今回みなさんと読んだ作品は内田百閒『第二阿房列車』でした。
別府に行っても温泉には入らない、行き先に用事はなく、
列車に乗ることそのものが目的の、「阿房」の精神に贅や余裕、
ユーモアを感じながら、その作品世界を味わいました。
百閒先生は今で言う〈乗り鉄〉だと思いますが、
「絶景も却ってうるさい」という記述もあったりして、
また別のツボがあるのかもしれません。
今回はむすびの河野店主の鉄ちゃんぶりを披瀝。
国鉄時代の帽子や鋏、時刻表、硬券の切符など、たくさんのコレクションを
展示してくださって、参加者の皆さんもテンションが上がっていました。
ありがとうございました。
デザァトは、始皇帝の阿房宮→不老不死→桃→ネクター→ネクタルから着想を得た、
洋梨と桃の飲み物でした。美味しかったです。
メインのお食事は駅弁をイメージした、
函館本線森駅のイカめしを洋風にアレンジしたものと、小倉駅のかしわうどん。
どれもたいへん美味しかったです。

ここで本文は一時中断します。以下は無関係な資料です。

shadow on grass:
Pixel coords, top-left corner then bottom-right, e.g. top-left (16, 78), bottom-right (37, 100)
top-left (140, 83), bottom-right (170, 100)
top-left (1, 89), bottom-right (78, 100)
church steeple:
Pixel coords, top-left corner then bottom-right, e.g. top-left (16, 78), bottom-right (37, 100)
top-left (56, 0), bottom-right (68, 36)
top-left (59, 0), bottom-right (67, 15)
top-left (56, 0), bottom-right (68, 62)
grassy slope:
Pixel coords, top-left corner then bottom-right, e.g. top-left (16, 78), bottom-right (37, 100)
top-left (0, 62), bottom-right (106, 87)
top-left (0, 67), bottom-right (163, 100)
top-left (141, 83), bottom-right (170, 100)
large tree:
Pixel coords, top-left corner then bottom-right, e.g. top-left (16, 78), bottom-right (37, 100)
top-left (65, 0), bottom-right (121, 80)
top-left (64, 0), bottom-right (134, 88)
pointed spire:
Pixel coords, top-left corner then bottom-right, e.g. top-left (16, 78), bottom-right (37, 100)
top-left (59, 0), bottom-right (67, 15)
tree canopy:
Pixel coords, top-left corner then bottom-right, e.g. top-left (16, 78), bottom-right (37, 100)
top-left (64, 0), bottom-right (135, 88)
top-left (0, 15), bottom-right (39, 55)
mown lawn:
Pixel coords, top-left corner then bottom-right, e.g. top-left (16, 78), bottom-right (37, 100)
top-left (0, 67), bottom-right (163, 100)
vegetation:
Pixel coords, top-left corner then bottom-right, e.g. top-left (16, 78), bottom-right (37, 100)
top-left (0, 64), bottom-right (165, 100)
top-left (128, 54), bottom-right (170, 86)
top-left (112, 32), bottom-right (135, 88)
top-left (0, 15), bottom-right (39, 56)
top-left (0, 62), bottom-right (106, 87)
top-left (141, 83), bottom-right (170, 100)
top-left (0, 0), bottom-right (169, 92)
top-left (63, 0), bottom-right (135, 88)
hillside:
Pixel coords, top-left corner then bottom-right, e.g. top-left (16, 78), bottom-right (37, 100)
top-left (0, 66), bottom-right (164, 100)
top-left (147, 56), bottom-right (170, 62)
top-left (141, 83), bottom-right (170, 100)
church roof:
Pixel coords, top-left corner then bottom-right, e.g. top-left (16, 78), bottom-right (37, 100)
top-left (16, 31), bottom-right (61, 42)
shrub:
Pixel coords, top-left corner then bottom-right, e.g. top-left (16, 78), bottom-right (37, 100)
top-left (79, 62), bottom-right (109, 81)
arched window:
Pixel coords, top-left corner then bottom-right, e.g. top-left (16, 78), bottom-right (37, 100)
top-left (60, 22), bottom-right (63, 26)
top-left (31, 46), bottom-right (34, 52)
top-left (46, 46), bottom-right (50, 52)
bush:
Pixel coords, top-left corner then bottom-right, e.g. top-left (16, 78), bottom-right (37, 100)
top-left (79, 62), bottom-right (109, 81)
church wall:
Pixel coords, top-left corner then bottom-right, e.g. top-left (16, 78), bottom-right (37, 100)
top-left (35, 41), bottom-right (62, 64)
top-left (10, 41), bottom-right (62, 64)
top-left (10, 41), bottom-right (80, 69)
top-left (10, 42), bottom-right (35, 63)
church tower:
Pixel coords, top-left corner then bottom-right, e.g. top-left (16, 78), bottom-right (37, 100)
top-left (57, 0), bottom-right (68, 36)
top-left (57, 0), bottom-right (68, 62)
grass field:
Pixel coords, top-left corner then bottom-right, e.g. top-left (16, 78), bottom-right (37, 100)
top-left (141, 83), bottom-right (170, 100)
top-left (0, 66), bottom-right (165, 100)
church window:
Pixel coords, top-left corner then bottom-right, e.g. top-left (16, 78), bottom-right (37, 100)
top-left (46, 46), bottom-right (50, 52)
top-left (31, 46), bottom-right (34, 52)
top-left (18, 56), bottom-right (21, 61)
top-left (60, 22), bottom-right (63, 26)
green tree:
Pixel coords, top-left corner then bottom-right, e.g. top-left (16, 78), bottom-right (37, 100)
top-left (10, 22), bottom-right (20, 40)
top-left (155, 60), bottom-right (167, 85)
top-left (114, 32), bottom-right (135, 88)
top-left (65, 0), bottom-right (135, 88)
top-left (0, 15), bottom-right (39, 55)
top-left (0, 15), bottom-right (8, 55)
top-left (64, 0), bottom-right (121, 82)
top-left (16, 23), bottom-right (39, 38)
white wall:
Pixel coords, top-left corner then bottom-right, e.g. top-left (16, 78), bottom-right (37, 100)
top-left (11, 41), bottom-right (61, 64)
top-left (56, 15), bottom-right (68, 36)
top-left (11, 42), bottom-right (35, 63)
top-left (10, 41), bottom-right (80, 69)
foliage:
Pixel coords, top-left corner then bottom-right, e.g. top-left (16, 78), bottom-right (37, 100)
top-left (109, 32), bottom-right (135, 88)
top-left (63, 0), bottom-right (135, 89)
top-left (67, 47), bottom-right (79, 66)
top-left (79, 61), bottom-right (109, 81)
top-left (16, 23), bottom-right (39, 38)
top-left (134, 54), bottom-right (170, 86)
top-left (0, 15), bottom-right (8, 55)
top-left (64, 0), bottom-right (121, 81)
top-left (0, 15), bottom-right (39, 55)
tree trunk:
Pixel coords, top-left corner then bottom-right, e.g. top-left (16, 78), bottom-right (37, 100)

至福でした。
今回は趣向を凝らした展示といい、お食事といい、河野店長のアイデアが光りました。
たいへん楽しい空間ですごせました。ありがとうございました。
今後も年一回くらいは鉄道つながりの作品を選びたいなと思いました。
次回十二月は今年最後の読書会です。
山崎豊子『暖簾』を読んでいきたいと思います。